According to Evers, the process used in issuing last year’s permits was flawed. Following environmental scientists’ projections of the manufacturing campus, which signified a substantial new source of smog, Racine residents expressed concern, he said.

“Clearly that’s one area the people of Wisconsin were concerned about, is air quality,” Evers said.

According to company documents filed with the state Department of Natural Resources, the ozone pollution expected out of Mount Pleasant’s Foxconn campus will be represented by volatile organic compounds (VOCs), as well as nitrogen oxides (NOx). 

DNR figures illustrated that Foxconn would become the region’s top polluter. The additional VOCs to be produced by Foxconn would compound the summer smog problems the Racine area already reportedly faces due to its positioning between Milwaukee and Chicago.

Due to the campus’ location on top of a watershed divide, the impacts Foxconn could create for the surrounding Mississippi and Great Lakes watersheds are just as concerning, according to UW-Madison Associate Professor of Geography Morgan Robertson. 

“In general, if you put a huge impermeable surface on a watershed divide that is already slow to drain you’re going to dramatically increase storm flows into areas like Kenosha. With the increasing severity of extreme climate events you’re going to have more stormwater to manage,” Robertson said. “I would worry first on the effect of stormwater management downstream, and the side effect of that is water quality.”

Robertson raised concerns regarding parking lots, building surfaces and pipe run-off that could impact the water quality of surrounding areas. 
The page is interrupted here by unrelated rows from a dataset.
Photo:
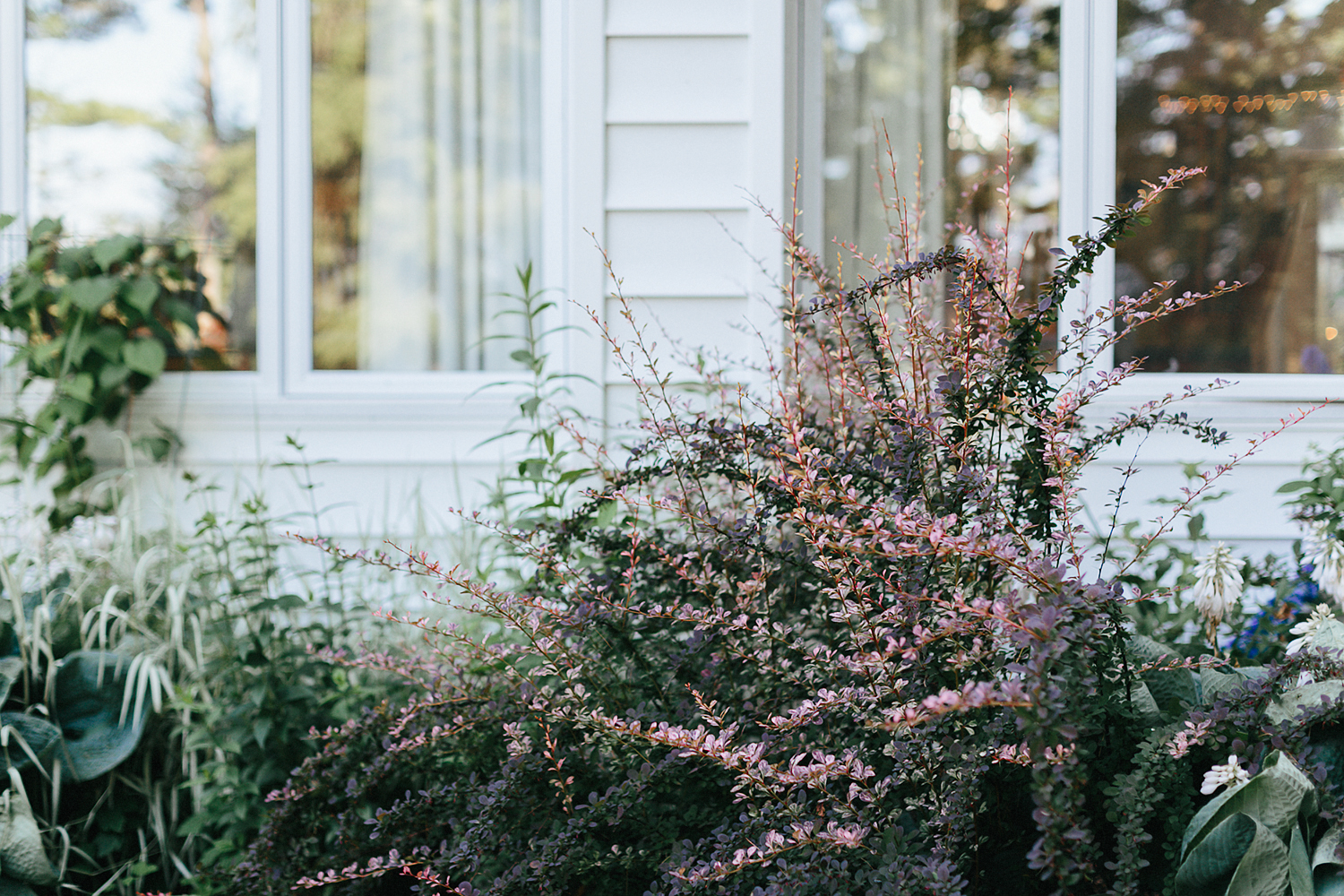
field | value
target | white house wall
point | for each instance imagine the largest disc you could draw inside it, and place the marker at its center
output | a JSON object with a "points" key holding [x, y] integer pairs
{"points": [[664, 123]]}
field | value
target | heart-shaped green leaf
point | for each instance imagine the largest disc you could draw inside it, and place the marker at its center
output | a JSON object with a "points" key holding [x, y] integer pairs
{"points": [[142, 293], [91, 293], [1273, 798], [40, 737], [145, 357], [115, 249], [1211, 866]]}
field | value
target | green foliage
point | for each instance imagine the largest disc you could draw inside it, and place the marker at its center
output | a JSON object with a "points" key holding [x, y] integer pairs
{"points": [[1253, 837], [97, 325], [175, 678], [835, 638]]}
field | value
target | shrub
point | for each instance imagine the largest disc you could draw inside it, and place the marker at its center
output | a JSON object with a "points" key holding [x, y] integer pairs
{"points": [[99, 323], [836, 638], [191, 656]]}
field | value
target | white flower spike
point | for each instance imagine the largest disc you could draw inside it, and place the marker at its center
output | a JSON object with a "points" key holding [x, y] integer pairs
{"points": [[1327, 557], [1231, 774], [1218, 584], [1308, 627]]}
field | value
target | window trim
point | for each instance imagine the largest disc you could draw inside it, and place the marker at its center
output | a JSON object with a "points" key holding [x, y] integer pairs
{"points": [[284, 211]]}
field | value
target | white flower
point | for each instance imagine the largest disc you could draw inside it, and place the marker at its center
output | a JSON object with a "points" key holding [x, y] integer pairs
{"points": [[1231, 774], [1218, 584], [1327, 557], [1309, 627]]}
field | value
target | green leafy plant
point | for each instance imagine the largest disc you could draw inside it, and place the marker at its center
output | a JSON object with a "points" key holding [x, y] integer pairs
{"points": [[839, 637], [1254, 837], [97, 325]]}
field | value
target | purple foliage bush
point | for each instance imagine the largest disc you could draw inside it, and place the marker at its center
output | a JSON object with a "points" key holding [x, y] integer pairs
{"points": [[840, 640]]}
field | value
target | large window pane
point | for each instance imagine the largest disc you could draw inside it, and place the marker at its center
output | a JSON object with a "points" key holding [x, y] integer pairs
{"points": [[426, 179], [1253, 91], [935, 75], [142, 118]]}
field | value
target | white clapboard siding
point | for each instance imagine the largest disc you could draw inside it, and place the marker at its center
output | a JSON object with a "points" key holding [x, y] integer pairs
{"points": [[693, 140], [1250, 514]]}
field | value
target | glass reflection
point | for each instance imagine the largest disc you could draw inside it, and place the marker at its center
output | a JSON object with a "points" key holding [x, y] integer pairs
{"points": [[1252, 91], [935, 75], [426, 179], [142, 118]]}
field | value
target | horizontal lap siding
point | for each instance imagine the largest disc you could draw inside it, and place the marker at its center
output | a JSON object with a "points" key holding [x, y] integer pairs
{"points": [[679, 185]]}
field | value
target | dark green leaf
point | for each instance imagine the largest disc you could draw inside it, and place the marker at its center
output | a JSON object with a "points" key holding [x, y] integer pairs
{"points": [[91, 293], [88, 708], [115, 249], [112, 376], [145, 357], [142, 293]]}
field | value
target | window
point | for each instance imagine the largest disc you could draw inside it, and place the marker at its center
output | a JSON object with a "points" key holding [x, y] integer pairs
{"points": [[142, 117], [952, 86], [1252, 91], [426, 179], [360, 212]]}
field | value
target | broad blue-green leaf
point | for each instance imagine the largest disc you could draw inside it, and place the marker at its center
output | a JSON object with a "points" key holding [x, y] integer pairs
{"points": [[142, 293], [1295, 702], [81, 389], [115, 249], [22, 855], [88, 708], [1210, 866], [1144, 705], [145, 357], [1215, 685], [1274, 797], [1330, 635], [1265, 868], [42, 737], [91, 293]]}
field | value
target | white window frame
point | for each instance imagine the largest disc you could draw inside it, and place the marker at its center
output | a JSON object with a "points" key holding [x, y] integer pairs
{"points": [[284, 215], [1088, 177]]}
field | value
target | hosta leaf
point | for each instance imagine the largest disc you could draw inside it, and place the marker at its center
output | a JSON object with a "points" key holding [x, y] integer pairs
{"points": [[1144, 705], [115, 249], [88, 708], [1265, 868], [1171, 688], [1215, 685], [1210, 866], [1274, 798], [1330, 635], [145, 357]]}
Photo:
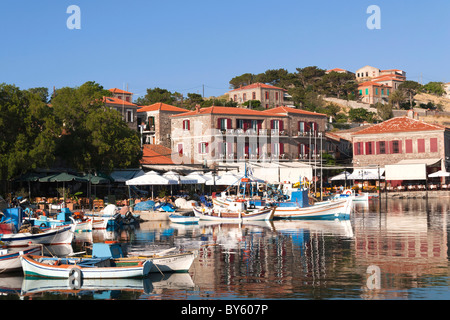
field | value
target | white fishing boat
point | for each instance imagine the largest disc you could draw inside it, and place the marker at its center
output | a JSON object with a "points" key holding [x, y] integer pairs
{"points": [[61, 235], [83, 268], [362, 197], [165, 261], [178, 218], [9, 257], [234, 211], [298, 207], [321, 210]]}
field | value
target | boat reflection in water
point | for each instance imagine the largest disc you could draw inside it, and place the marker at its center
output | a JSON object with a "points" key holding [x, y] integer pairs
{"points": [[32, 287]]}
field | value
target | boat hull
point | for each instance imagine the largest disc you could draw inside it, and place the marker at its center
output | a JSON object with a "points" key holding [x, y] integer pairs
{"points": [[10, 261], [32, 267], [224, 216], [325, 210], [63, 235]]}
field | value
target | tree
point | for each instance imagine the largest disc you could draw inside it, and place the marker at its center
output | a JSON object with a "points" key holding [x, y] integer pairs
{"points": [[361, 115], [159, 95], [384, 110], [242, 80], [27, 131], [95, 136], [436, 88], [339, 84], [396, 98], [410, 88]]}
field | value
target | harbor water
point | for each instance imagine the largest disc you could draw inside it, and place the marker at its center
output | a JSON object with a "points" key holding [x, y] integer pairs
{"points": [[390, 249]]}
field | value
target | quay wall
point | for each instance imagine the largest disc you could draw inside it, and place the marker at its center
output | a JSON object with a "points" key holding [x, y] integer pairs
{"points": [[417, 194]]}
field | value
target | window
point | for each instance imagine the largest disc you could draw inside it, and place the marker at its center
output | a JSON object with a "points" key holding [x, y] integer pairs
{"points": [[358, 148], [276, 125], [421, 145], [433, 145], [381, 147], [396, 146], [223, 124], [408, 146], [186, 125], [129, 115], [369, 148], [203, 147]]}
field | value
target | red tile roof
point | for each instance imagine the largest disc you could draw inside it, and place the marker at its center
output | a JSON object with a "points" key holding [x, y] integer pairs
{"points": [[258, 85], [161, 106], [115, 90], [156, 154], [372, 83], [286, 110], [336, 70], [116, 101], [400, 124], [222, 110]]}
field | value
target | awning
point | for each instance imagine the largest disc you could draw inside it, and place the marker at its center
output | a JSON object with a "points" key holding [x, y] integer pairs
{"points": [[125, 175], [414, 169], [367, 174]]}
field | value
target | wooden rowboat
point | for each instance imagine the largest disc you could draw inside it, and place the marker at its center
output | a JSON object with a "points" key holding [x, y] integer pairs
{"points": [[83, 268]]}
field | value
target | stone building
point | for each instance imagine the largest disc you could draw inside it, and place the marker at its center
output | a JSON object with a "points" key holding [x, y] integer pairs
{"points": [[402, 142], [270, 96], [121, 101], [156, 123], [218, 134]]}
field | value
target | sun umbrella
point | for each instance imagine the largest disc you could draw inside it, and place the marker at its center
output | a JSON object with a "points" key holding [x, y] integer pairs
{"points": [[200, 177], [171, 175], [341, 176], [439, 173], [150, 179]]}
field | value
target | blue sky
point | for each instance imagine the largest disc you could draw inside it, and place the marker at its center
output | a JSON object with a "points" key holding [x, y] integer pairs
{"points": [[183, 45]]}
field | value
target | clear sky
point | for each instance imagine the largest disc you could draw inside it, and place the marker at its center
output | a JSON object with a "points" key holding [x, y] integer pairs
{"points": [[183, 45]]}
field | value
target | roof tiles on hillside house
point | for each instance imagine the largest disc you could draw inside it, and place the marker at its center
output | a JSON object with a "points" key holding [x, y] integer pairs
{"points": [[400, 124], [258, 85], [286, 110], [161, 106], [112, 100], [156, 154], [222, 110], [118, 91]]}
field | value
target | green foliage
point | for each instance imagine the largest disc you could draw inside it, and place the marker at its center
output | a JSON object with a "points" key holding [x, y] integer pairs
{"points": [[252, 103], [27, 131], [159, 95], [95, 136], [384, 111], [436, 88]]}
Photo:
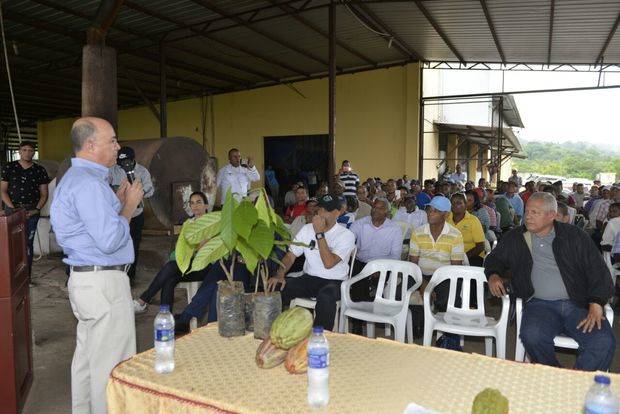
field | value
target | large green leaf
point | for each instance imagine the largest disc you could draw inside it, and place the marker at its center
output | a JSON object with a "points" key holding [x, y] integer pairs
{"points": [[211, 252], [227, 232], [262, 208], [244, 218], [250, 256], [262, 239], [183, 252], [274, 257], [205, 227]]}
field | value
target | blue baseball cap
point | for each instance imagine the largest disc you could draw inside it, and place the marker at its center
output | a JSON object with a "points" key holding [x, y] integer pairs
{"points": [[440, 203]]}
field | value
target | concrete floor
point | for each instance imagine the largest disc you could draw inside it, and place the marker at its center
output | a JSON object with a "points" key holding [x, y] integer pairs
{"points": [[54, 327]]}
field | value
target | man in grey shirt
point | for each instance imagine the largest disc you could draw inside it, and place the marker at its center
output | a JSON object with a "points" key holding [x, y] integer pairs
{"points": [[558, 272], [127, 168], [546, 277]]}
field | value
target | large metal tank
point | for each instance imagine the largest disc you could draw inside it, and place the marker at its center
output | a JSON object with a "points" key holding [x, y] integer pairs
{"points": [[178, 166]]}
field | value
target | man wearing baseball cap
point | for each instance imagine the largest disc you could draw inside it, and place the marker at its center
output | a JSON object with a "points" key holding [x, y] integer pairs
{"points": [[128, 169], [326, 265], [434, 245]]}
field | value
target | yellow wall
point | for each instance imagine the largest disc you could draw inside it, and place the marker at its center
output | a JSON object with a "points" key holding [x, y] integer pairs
{"points": [[376, 121]]}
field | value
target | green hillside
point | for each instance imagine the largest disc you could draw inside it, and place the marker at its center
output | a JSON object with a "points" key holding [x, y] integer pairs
{"points": [[569, 159]]}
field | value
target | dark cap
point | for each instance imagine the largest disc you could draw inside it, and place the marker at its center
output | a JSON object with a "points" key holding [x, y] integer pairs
{"points": [[125, 153], [330, 202]]}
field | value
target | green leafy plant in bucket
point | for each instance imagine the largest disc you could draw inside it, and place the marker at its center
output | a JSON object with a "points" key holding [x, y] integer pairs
{"points": [[241, 228]]}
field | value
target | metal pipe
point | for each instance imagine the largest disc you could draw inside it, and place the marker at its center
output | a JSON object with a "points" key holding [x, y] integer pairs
{"points": [[163, 97], [491, 94], [421, 127]]}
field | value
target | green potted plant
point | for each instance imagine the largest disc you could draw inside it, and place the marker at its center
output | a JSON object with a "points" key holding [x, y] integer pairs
{"points": [[241, 231]]}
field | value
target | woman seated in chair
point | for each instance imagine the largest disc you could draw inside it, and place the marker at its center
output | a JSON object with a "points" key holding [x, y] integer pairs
{"points": [[169, 276]]}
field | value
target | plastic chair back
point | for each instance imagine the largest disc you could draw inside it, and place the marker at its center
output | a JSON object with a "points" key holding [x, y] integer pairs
{"points": [[465, 274], [389, 272]]}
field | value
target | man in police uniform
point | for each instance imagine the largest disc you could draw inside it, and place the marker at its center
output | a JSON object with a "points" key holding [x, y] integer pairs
{"points": [[236, 176], [126, 161]]}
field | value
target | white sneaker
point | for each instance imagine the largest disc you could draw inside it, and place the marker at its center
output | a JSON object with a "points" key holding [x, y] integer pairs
{"points": [[137, 308]]}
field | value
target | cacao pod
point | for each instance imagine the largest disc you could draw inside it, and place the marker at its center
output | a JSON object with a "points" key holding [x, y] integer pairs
{"points": [[268, 356], [291, 327], [296, 361]]}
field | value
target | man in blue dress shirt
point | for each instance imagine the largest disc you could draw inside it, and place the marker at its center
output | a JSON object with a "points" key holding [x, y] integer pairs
{"points": [[92, 226]]}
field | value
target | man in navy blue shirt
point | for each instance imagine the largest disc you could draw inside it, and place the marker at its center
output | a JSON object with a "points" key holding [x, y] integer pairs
{"points": [[92, 226]]}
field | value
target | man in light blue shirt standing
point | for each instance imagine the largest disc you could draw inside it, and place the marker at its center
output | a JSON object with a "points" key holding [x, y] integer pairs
{"points": [[92, 226]]}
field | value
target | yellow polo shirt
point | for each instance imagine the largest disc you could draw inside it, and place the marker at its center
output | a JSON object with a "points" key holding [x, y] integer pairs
{"points": [[471, 229], [434, 254]]}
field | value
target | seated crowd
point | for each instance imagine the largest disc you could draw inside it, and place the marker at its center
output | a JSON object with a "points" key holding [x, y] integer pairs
{"points": [[542, 245]]}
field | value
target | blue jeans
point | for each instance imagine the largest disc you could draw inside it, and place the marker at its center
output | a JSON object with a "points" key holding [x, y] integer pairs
{"points": [[544, 319], [205, 297], [31, 229]]}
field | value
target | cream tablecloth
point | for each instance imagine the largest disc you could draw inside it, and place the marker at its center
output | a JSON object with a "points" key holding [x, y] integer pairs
{"points": [[215, 374]]}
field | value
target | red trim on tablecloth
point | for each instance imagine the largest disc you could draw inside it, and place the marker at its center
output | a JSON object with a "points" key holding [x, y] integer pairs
{"points": [[172, 396]]}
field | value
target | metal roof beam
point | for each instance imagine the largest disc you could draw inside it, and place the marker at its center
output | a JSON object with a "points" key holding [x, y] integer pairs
{"points": [[80, 38], [141, 35], [438, 29], [498, 45], [227, 44], [294, 14], [551, 17], [372, 19], [612, 32], [308, 55]]}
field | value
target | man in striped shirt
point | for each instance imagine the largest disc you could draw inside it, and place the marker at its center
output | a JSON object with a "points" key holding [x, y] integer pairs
{"points": [[350, 179]]}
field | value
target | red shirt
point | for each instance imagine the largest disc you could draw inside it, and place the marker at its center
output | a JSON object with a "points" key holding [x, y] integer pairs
{"points": [[295, 210], [526, 196]]}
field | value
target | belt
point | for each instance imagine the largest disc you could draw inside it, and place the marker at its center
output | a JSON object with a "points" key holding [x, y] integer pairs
{"points": [[96, 268]]}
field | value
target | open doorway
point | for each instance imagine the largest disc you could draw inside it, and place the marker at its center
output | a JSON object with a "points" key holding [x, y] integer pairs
{"points": [[297, 158]]}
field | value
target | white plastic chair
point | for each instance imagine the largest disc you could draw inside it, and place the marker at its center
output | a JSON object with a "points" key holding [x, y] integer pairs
{"points": [[385, 308], [560, 341], [191, 288], [465, 321], [310, 303]]}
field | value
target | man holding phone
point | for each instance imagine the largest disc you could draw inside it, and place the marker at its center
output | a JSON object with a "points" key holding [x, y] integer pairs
{"points": [[237, 176]]}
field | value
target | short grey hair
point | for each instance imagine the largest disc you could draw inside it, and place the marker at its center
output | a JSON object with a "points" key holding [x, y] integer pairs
{"points": [[81, 131], [384, 200], [551, 204]]}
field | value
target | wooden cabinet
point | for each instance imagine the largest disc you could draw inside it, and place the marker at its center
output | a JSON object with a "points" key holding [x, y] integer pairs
{"points": [[15, 330]]}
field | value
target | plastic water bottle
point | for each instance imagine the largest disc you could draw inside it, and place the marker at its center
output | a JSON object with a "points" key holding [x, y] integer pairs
{"points": [[600, 399], [164, 340], [318, 369]]}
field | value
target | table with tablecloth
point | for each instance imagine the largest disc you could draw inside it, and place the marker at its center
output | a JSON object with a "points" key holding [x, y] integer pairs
{"points": [[216, 374]]}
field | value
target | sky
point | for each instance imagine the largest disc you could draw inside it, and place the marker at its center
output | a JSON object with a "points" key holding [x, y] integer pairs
{"points": [[590, 116]]}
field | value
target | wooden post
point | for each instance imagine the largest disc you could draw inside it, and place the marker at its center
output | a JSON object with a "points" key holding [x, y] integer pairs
{"points": [[99, 85], [332, 90]]}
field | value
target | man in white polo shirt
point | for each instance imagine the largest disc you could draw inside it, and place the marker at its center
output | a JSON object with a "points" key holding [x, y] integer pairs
{"points": [[326, 266], [236, 176]]}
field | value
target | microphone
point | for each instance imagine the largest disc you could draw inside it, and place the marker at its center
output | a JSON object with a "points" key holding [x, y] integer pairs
{"points": [[131, 176]]}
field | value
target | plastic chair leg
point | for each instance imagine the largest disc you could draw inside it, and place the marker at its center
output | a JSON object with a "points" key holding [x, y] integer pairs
{"points": [[370, 330], [409, 328], [488, 346], [500, 347], [428, 334], [399, 333]]}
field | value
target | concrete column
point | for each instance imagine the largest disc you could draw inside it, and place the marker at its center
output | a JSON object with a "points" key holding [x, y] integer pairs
{"points": [[99, 86]]}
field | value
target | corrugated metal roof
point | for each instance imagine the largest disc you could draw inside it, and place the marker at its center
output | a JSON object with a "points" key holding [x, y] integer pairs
{"points": [[223, 45]]}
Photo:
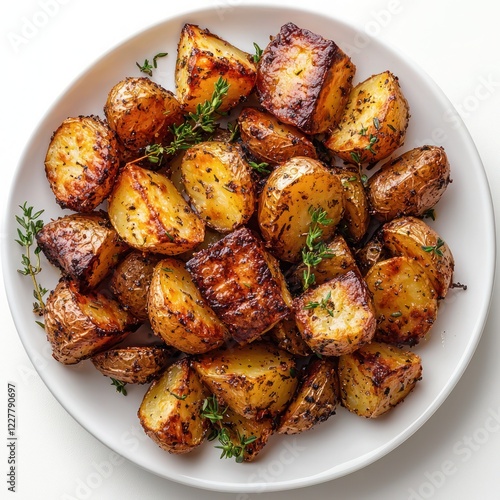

However, Evers’ actions in hindering Foxconn’s development could consequently threaten the outlook for future employment in the area, risking potential jobs for an anticipated 13,000 people. 

Assembly Speaker Robin Vos, R-Rochester, stated Evers’ activity in halting business for environmental reasons will send a “chilling signal” to Wisconsin’s manufacturing industries including Foxconn. As such, after a conversation between President Trump and Foxconn CEO Terry Gou, the company decided to build a smaller complex than originally planned.

Vos and Senate Majority Leader Scott Fitzgerald, R-Juneau, continue to prod Evers, stating Gou’s newfound reluctance in employing Wisconsin residents can be attributed to Evers’ policies.

“[It is] a sign the company is reacting to the wave of economic uncertainty that the new governor has brought with his administration,” Vos and Fitzgerald said in a joint statement. 

The struggle between business and environmental sustainability continued as Other Wisconsin environmental groups attempt to tackle the issue of balancing environmental and business sustainability, including Alliant Energy Senior Resource Planning Consultant Tyson Cook. 

“We are not opposed to industrial development. We are not opposed to Foxconn,” Cook said in a statement for Clean Wisconsin. “But the Clean Air Act was set up to deal with major sources coming into an area with bad air.”

Meanwhile, Foxconn officials expressed Tuesday that the company “is fully committed to being a responsible corporate citizen and complying with all relevant federal, state and local rules and regulations that apply to our operations.”

Evers promised to commence a thorough overview to protect Wisconsin's quality of life and environment in evaluating Foxconn’s permits. However, it is unclear how much could actually come from this. 

“If you’re Foxconn, you don’t start until all your permits are in order … theoretically,” Robertson said. “Evers can’t do a lot about the environmental permits that have already been issued except to say ‘can we review these to see if they were properly done?’”

According to statements released Tuesday, Foxconn is under the impression that business will continue as usual even after the review of permits.